When I was in high school. I worked at a Hallmark card store. I learned so much from that job. Much of what I learned was how NOT to treat people, but that’s a tale for another day. As a young, impressionable girl raised on Dynasty and Danielle Steele, I loved a good story.
One of my coworkers, an older lady named Betsy, told me a story that I still think about sometimes. (Let’s note that I’m now the age of Betsy, “the older lady.”) The summer after high school, Betsy was at the beach for the weekend with her girlfriends. She was planning to attend Vanderbilt University that fall. Before she packed up to leave, Betsy decided to take one last walk on the beach, and on that spontaneous walk, Betsy met the man who would be her husband for the next fifty years. She started dating him and decided to ditch Vanderbilt and get married shortly after their beach rendezvous.
As a snotty and know-it-all child of the 80s, I was appalled that she would abandon her plan of attending a prestigious university for some strange guy she just met on the beach. And for what? To become a wife and mother working part-time in a Hallmark store with high school students? How could she even be smart enough to have gotten into Vanderbilt in the first place if those were the kind of choices she made? But Betsy seemed very happy and was a sweet lady with a good life. I liked her a lot.
There have been times in my life that I think about that story and the seemingly random events that change the course of our lives forever. What if Betsy didn’t go to the beach that weekend? What if she decided to pack up and leave instead of taking one last walk? It often feels like our insignificant decisions (a spontaneous walk) can have way more of an impact than our Big Life Decisions (choosing a college). As an over-thinker, I find this notion simultaneously comforting and unsettling. Nothing matters. Everything matters.
I am at a crossroads right now, slightly stuck in The Waiting Place, as wise Dr. Seuss called it.
You will come to a place where the streets are not marked.
Some windows are lighted. But mostly they’re darked.
A place you could sprain both you elbow and chin!
Do you dare to stay out? Do you dare to go in?
How much can you lose? How much can you win?
And IF you go in, should you turn left or right…
or right-and-three-quarters? Or, maybe, not quite?
Or go around back and sneak in from behind?
Simple it’s not, I’m afraid you will find,
for a mind-maker-upper to make up his mind.
— Dr. Seuss, Oh, the Places You’ll Go
Eventually I will get unstuck and choose a direction, but for now, I’m sticking it out right here. My friend introduced me to a phrase that’s often used in the recovery community, and when my head is spinning with options and I’m overwhelmed about what to do next and how things will turn out, I find that it helps me get back on track: Just keep doing the next right thing. I can do that. And eventually, I believe, the right walk will lead me in the right direction, probably when I’m least expecting it.

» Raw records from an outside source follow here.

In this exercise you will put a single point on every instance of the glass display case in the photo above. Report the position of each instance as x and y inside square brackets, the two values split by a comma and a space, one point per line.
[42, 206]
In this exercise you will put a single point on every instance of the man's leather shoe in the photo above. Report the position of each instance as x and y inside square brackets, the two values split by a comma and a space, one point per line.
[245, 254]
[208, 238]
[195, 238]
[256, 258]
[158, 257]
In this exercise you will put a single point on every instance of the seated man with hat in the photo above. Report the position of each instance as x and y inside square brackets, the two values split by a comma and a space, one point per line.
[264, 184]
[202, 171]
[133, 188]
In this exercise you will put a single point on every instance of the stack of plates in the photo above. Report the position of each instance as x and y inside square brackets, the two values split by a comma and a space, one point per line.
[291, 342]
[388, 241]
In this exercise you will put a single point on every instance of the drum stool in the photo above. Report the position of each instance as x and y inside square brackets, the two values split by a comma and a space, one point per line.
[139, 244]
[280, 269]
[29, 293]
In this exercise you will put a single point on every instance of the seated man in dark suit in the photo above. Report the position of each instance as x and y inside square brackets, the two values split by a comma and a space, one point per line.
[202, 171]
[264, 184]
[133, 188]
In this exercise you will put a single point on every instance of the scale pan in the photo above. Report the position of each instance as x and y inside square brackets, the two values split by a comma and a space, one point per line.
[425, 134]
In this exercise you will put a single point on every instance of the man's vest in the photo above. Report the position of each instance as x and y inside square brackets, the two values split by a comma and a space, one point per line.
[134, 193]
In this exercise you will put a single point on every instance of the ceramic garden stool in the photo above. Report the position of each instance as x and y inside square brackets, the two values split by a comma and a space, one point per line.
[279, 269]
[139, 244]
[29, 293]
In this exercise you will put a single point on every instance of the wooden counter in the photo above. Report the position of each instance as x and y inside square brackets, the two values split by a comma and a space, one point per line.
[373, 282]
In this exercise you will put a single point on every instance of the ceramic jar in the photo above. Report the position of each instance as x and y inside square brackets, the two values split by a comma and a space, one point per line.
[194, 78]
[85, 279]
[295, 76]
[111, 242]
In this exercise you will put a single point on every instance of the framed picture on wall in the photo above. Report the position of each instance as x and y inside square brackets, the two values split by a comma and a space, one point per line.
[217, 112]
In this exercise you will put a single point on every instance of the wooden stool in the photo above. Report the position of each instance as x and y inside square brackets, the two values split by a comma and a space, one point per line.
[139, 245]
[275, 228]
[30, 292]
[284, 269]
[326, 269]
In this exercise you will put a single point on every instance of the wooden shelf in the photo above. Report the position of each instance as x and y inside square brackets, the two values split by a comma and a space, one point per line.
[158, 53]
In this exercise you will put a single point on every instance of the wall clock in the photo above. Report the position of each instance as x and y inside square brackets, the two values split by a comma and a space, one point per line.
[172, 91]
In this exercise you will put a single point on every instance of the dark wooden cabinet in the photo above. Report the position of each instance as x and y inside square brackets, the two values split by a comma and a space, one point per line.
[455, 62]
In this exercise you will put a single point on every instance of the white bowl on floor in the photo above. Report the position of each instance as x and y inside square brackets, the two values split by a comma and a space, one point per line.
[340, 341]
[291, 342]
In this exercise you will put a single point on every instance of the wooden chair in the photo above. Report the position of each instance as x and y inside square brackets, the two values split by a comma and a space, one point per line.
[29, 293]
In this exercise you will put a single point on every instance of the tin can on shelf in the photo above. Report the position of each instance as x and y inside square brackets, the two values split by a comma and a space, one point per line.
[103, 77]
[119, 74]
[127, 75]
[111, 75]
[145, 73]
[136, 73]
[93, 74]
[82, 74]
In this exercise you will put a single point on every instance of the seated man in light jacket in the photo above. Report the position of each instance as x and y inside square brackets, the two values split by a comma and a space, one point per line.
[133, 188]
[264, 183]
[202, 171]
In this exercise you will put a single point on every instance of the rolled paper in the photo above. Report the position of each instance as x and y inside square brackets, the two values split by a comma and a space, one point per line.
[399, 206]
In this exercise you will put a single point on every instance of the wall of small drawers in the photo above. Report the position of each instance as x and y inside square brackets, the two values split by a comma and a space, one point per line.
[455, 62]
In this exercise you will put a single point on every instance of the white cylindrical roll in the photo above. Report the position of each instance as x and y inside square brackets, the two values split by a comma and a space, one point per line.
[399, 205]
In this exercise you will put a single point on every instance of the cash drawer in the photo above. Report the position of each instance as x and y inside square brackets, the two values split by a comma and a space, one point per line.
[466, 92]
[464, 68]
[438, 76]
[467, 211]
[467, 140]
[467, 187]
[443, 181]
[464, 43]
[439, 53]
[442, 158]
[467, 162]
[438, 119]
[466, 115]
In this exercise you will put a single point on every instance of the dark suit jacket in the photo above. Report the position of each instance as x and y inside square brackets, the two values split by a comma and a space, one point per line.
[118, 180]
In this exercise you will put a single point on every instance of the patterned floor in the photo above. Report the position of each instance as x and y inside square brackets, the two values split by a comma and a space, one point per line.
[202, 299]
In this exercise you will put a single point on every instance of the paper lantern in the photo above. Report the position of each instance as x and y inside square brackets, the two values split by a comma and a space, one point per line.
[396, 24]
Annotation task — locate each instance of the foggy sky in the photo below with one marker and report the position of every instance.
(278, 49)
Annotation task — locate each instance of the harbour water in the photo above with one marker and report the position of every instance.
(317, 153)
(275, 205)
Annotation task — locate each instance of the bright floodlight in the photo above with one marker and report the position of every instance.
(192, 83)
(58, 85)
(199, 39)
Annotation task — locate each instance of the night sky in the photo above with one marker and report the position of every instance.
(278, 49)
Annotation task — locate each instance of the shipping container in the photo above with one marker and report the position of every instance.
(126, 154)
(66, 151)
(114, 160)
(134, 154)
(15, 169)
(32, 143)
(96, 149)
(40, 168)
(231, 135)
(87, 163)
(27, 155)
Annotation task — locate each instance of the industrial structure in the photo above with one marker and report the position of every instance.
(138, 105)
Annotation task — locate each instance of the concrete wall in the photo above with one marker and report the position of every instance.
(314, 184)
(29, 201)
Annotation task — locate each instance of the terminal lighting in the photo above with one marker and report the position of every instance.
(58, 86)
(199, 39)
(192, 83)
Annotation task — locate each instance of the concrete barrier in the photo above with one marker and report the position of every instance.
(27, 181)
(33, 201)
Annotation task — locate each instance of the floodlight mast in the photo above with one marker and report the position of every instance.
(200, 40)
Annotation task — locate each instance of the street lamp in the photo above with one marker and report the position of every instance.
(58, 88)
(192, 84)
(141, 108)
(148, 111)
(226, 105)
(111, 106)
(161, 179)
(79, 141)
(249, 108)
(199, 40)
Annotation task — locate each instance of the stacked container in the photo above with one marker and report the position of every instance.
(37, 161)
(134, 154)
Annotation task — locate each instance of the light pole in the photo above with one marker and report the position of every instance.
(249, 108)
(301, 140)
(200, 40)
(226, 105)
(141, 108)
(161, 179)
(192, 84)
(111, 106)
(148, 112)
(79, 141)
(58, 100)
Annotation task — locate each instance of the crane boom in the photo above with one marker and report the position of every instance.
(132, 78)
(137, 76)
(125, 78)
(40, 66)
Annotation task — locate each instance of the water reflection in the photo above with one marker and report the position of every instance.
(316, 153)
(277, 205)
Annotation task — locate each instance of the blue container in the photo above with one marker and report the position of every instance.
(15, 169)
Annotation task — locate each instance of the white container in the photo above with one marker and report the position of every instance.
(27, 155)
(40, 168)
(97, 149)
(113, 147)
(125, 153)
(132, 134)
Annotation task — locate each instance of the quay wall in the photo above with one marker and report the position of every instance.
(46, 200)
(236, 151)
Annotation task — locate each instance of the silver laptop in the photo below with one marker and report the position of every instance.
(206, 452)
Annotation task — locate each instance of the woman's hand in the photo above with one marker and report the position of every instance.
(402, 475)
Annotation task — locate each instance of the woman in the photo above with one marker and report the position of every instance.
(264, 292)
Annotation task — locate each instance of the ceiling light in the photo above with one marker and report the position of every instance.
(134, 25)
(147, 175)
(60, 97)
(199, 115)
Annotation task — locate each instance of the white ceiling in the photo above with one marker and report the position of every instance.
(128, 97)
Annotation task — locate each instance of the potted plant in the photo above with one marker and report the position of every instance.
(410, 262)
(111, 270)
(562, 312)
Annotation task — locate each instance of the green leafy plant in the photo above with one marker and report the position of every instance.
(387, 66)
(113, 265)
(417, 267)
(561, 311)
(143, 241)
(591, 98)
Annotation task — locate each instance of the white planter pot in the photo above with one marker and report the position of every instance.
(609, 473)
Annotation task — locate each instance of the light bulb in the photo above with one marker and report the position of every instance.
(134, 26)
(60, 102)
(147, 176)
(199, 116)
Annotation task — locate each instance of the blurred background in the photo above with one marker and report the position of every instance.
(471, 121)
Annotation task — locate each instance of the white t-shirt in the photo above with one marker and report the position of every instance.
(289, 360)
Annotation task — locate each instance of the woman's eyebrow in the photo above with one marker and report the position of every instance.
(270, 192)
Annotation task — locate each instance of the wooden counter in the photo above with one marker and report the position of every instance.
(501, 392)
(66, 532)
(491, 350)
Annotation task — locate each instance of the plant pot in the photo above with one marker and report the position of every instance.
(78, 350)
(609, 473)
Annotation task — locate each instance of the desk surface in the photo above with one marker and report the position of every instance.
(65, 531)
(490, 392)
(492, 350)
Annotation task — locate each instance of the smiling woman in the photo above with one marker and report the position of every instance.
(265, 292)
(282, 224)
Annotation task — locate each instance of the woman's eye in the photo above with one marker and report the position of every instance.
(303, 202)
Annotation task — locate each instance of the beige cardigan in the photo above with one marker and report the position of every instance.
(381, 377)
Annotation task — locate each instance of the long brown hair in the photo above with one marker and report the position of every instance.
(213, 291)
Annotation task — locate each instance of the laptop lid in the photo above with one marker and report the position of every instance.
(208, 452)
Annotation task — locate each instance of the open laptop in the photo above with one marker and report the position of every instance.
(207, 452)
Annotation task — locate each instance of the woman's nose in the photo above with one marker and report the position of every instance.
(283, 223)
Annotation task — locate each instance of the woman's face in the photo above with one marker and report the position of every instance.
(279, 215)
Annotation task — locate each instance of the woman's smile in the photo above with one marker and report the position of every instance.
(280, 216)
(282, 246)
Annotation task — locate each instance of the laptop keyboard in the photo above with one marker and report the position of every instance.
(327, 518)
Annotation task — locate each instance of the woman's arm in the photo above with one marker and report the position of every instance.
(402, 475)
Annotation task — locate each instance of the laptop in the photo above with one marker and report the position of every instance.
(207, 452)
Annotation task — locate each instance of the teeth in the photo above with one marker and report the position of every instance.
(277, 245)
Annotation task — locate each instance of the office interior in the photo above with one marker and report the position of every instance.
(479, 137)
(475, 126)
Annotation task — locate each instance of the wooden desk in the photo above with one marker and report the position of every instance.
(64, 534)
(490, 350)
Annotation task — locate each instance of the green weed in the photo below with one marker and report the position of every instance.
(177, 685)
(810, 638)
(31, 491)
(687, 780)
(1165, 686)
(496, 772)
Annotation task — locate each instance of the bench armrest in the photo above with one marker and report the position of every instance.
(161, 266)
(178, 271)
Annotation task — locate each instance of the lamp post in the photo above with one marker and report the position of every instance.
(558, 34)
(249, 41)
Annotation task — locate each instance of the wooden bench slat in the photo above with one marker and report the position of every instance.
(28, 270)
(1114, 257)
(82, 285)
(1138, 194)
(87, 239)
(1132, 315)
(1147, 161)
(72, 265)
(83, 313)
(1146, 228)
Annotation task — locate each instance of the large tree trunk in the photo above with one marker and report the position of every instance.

I am sure you will continue to keep doing the next right thing and you will become unstuck.
As for Betsy – My younger self would have been thinking the same thing as your younger self. Nowadays though – I think that kind of love, people my age don’t have a clue about. Glad to know that I wouldn’t be the only judgemental teenager/young adult! 😉
Oh, it’s true! I think I knew everything back then. Thanks, A.
Or, as Dorrie said in Finding Nemo: Just keep swimming. I’m swimming pretty hard right now myself. :O)
lol Yes, just keep swimming, my little fishy. We will get there.